アリウエ:そんななかで出会った依田さんの絵は男女関係なく受け入れられる絵柄で、特に表情が素晴らしく、美味しいご飯の表現も申し分なかったんです。村野さんはストーリーテーリングも巧みですし、共感を覚える言葉選びが胸を打ちました。思い描いていた作品像にピッタリで、持ち込みされた漫画を読んで開口一番に「ビールってお好きですか?」とお伺いしました。
-:提案を受けて村野さんと依田さんは、どんな感想をもたれましたか?
村野:私と依田さんは「SPRING VALLEY BREWERY京都」がオープンしたときに一緒に飲みに行ったこともある飲み友達でして、アリウエさんのご提案にとてもご縁を感じました。
依田:合作同人誌をアリウエさんに見ていただいた際、ご飯の描写について褒めていただきました。作画をしている間も楽しく描けた部分だったので、ビールの表現をしていくのもすごく楽しそうだなと。
-:作品を作るうえで、どのようなところを意識されましたか?
村野:女性向けの企画とのことでしたので、女友達にクラフトビールについて印象をいろいろ聞いてみたところ、「お酒好きの人」と「ほとんど飲まない人」に大きく分かれていました。「ほとんど飲まない人」は体質的に飲めない人を除くと、お酒の場に気後れしてしまったり、知識がないので何を選んでいいか分からなかったりという声が多くありました。そうした人たちのハードルを下げて、1杯目を楽しく選んでもらえる漫画にできればいいなと。お酒好きの人にも、最初にお酒を選んだり飲んだりしたときの気持ちや雰囲気を思い出して楽しんでもらえるように意識しています。

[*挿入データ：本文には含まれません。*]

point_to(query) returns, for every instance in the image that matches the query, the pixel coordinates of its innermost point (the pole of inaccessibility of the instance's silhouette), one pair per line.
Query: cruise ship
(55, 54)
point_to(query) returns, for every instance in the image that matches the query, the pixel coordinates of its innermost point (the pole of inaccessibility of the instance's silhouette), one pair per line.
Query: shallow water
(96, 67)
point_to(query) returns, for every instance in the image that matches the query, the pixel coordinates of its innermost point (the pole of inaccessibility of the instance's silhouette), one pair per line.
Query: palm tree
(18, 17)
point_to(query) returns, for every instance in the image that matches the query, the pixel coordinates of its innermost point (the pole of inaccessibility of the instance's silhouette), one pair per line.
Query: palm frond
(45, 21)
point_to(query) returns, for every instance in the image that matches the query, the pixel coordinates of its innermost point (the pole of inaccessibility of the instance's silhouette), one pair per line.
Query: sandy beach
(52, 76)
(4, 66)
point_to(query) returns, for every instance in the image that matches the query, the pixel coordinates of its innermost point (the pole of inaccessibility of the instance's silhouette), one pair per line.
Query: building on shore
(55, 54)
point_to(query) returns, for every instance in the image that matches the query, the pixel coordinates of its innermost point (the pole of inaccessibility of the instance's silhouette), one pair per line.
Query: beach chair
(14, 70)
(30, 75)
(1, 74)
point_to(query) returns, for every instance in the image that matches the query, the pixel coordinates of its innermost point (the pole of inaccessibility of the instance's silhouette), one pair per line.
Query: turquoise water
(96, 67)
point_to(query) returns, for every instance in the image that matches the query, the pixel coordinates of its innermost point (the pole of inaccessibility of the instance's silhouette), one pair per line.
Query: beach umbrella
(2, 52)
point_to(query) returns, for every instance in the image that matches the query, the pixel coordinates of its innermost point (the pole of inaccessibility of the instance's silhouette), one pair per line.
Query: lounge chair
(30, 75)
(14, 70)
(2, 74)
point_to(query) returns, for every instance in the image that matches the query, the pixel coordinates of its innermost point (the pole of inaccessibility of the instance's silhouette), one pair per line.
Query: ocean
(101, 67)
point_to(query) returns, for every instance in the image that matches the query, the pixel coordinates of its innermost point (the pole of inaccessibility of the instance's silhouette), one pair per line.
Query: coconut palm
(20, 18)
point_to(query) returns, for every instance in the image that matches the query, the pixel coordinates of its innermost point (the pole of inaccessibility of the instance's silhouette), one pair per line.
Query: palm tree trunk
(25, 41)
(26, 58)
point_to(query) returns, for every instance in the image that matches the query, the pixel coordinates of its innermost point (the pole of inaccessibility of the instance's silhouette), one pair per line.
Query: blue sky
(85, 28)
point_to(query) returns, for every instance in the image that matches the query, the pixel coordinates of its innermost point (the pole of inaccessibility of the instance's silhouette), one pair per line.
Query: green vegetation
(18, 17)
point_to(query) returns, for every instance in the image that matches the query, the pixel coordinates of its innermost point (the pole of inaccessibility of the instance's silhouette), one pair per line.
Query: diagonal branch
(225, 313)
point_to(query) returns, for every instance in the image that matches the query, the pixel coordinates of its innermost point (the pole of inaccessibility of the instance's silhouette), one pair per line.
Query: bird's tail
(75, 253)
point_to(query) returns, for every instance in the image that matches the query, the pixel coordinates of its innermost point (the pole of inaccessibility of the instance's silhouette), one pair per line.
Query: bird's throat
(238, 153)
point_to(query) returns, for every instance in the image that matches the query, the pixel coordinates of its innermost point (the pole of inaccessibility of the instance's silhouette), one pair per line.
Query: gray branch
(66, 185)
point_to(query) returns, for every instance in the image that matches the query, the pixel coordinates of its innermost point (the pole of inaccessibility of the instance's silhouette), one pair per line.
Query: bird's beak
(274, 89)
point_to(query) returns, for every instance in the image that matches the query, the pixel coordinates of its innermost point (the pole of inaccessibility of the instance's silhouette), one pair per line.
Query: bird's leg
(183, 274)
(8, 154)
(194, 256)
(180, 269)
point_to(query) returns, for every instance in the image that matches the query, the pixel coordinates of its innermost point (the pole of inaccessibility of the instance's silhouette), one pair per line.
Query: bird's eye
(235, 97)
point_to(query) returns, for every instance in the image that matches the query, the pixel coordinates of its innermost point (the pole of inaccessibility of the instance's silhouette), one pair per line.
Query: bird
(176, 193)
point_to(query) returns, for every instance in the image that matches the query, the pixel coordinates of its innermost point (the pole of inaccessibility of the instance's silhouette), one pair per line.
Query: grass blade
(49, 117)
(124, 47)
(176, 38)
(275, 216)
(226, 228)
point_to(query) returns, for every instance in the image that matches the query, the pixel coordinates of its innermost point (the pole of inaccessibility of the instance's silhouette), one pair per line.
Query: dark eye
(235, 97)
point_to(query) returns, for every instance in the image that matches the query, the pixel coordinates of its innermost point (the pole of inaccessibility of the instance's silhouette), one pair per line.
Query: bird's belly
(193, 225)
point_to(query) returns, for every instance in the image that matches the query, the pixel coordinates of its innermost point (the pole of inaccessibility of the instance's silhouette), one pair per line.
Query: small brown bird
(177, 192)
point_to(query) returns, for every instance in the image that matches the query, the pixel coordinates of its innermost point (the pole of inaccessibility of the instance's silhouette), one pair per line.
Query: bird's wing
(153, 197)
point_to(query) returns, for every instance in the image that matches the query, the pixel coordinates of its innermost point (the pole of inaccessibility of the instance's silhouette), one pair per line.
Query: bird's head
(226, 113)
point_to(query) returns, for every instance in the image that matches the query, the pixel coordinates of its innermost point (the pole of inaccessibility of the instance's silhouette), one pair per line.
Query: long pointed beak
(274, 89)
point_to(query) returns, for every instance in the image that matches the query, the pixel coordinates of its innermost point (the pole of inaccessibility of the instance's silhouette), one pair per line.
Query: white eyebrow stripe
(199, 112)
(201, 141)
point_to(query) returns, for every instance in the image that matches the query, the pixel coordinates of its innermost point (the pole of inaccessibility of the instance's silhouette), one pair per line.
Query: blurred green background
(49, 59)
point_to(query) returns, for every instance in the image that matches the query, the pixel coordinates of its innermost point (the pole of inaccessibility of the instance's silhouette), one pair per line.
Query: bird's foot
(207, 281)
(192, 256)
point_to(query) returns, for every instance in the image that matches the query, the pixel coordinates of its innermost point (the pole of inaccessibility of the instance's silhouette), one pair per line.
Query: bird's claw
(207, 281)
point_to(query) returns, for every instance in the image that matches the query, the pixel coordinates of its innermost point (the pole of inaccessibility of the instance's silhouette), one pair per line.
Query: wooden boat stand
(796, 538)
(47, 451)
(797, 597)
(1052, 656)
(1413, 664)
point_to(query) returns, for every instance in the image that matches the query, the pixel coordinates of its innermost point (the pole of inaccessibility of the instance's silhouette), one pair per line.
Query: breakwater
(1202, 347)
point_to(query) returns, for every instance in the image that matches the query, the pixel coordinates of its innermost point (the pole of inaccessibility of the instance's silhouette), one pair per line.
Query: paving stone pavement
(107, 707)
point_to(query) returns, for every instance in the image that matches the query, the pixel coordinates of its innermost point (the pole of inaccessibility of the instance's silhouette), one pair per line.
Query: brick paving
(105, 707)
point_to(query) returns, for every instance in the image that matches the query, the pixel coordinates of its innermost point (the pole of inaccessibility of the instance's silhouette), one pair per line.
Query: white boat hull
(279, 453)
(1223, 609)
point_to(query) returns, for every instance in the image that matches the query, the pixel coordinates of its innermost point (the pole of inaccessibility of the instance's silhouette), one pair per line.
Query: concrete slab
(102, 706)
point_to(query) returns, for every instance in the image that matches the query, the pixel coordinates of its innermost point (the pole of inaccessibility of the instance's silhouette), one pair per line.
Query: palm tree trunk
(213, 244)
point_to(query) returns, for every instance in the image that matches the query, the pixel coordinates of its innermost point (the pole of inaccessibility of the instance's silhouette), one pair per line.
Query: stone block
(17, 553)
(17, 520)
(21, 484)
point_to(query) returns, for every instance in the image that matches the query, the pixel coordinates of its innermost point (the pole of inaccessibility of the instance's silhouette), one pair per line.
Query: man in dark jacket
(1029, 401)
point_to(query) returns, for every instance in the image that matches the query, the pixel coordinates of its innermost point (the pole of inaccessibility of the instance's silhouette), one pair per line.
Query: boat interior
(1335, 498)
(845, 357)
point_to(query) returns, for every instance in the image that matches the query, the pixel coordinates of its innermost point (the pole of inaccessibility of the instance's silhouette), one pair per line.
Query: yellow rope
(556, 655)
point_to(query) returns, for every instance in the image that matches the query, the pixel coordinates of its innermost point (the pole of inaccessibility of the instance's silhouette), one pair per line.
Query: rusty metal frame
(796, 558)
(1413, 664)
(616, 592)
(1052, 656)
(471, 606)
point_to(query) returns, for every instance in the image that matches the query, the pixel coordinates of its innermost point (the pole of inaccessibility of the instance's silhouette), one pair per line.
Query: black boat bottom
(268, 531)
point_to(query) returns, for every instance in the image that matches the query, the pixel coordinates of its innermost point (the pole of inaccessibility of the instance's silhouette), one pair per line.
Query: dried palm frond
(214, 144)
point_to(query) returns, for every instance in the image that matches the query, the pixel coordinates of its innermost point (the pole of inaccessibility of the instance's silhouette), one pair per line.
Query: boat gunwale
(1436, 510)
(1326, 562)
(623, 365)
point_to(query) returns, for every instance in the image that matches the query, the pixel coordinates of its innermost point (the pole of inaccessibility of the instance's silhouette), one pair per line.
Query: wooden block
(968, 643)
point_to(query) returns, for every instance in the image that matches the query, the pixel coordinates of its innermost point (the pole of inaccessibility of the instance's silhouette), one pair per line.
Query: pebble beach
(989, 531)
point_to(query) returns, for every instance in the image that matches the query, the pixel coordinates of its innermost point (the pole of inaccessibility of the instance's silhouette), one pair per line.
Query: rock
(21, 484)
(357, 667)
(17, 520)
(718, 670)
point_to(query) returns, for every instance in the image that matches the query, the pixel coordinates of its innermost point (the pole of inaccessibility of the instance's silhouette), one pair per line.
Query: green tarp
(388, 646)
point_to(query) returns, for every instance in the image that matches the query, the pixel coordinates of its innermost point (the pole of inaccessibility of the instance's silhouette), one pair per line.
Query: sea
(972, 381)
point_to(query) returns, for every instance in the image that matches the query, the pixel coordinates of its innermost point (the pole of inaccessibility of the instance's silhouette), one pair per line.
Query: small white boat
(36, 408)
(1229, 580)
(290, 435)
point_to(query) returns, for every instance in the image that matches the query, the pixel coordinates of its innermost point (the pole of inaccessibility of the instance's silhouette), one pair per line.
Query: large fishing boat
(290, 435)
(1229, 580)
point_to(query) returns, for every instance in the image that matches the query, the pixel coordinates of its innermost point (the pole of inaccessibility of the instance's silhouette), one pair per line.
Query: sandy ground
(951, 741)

依田:グルメ漫画のジャンルは年々拡大していて細分化も進んでいますが、クラフトビールがメインの作品はまだ数少ないと思います。クラフトビールの世界への入り口になるような作品をつくりたいと村野さんとも話しました。挑戦しがいのあるテーマです。
■商品を紹介するだけではなく、「コミュニティ」や「ペアリング」とクラフトビールがもつ魅力を捉えて描く「こは酔い」の面白さ
-:その思いが作品にわかりやすく描かれていると感じました。「こは酔い」は、ただクラフトビールの味や種類を紹介する漫画ではなくて、クラフトビールの魅力の1つになっている「コミュニティ」や「ペアリング」が、3人の登場人物によって、伝わってくるところに感動しました。「コミュニティ」や「ペアリング」は、意識されていたのでしょうか?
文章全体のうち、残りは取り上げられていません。